Entonces empecé a soñar con ellos y siempre me despertaba con esas llamaradas en la noche que sirven para que uno olvide la película que se ha pasado, ya que, de lo contrario, si no somos capaces de borrar aquellas imágenes, vamos directo al manicomio. En este episodio no tan lejano mis asociaciones literarias eran el Balzac de Una pasión en el desierto, cuando el héroe podría ser devorado por un león o bien Brígida y Berta, protagonistas de El árbol y Felicidad, de María Luisa Bombal y Katherine Mansfield, respectivamente, ambas dependientes de un jardín que da sombra y resguardo a sus existencias. Ansiaba que Francisco se alejara de la peste, se mantuviera sano y salvo gracias a mí. La triste verdad es que ahora, tanto tiempo después, tiendo a pensar que, de forma totalmente egocéntrica y vicaria, me incrusté en medio de los dos, pasé a ser el tercero en discordia, porque, tal como le expresa Electra a Orestes: “El amor mata. Pero nadie ha podido vivir sin conocer el amor”. Sí, todos tenemos tan distintas formas de aventurarnos en esa pasión, a veces imaginaria, que a la postre la terminamos conociendo; en mi caso, ya maduro, pienso que pude volver a saber de qué se trataba a través del vínculo que ligaba a Francisco con Germán. Estaba tan ofuscado por causa de este par, que era del todo incapaz de verme a mí mismo y entender lo que yo sentía a través de ellos. Aun así, lo peor de todo fue que no me di cuenta cuándo estaba de más; en realidad siempre fui un estorbo, jamás serví de apoyo e ineludiblemente llegó el momento en que me hicieron saber de manera manifiesta que mi presencia les molestaba. Por suerte, creo que me manejé bien el resto de ese año, ya que Francisco aprobó el ramo con una buena calificación y el último día que lo vi me esperó para despedirse y agradecerme todo lo que había hecho por él. ¿Y qué fue lo que hice por él? Nada, excepto entrometerme en lo que no me correspondía.

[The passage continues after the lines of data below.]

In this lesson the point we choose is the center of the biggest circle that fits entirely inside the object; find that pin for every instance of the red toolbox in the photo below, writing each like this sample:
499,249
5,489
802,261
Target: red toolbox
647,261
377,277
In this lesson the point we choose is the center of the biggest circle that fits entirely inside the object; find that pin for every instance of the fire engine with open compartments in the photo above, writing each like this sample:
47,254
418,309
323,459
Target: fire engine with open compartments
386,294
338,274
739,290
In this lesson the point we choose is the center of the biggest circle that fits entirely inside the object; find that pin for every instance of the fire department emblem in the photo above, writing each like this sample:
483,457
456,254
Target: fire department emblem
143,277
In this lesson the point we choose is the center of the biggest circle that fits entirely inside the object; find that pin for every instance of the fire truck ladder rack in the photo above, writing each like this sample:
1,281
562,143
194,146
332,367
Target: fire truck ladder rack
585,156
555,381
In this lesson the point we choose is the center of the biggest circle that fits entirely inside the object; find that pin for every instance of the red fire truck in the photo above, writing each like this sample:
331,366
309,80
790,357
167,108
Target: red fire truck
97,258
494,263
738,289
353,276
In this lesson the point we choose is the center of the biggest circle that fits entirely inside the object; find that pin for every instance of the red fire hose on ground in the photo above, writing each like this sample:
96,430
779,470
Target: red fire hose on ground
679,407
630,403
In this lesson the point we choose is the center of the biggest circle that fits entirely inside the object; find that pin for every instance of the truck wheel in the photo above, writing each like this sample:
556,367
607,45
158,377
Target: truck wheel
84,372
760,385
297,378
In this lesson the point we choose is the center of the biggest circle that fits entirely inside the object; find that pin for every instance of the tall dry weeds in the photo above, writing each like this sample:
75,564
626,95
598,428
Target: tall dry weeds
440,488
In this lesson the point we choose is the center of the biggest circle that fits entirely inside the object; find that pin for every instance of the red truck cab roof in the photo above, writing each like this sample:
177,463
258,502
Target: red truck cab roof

Francisco ha desarrollado una interesante carrera como publicista y al parecer ha destrozado corazones, lo que no me resulta difícil de concebir si evoco a ese muchacho disperso que hace un par de décadas me reveló su ser al finalizar la jornada escolar. De Germán no he vuelto a tener noticias, salvo, claro, que lo del sida era más falso que Judas. Una ex compañera de ellos me contó que ese affaire había durado un Jesús, debido a que el dúo era incompatible por donde se le mirara.
¿Y yo? Testigo, cómplice, partícipe de ese embrollo, pienso que es peligroso, se entiende que en sentido figurado, acostarse con niños, no solo porque uno amanece mojado, no solo porque es incapaz de comprender la superficialidad, o la profundidad, de lo que los jóvenes de hoy entienden por amor, sino por causa de mi radical ineptitud para percibir qué es eso que nos mata, pero sin lo cual no podemos vivir.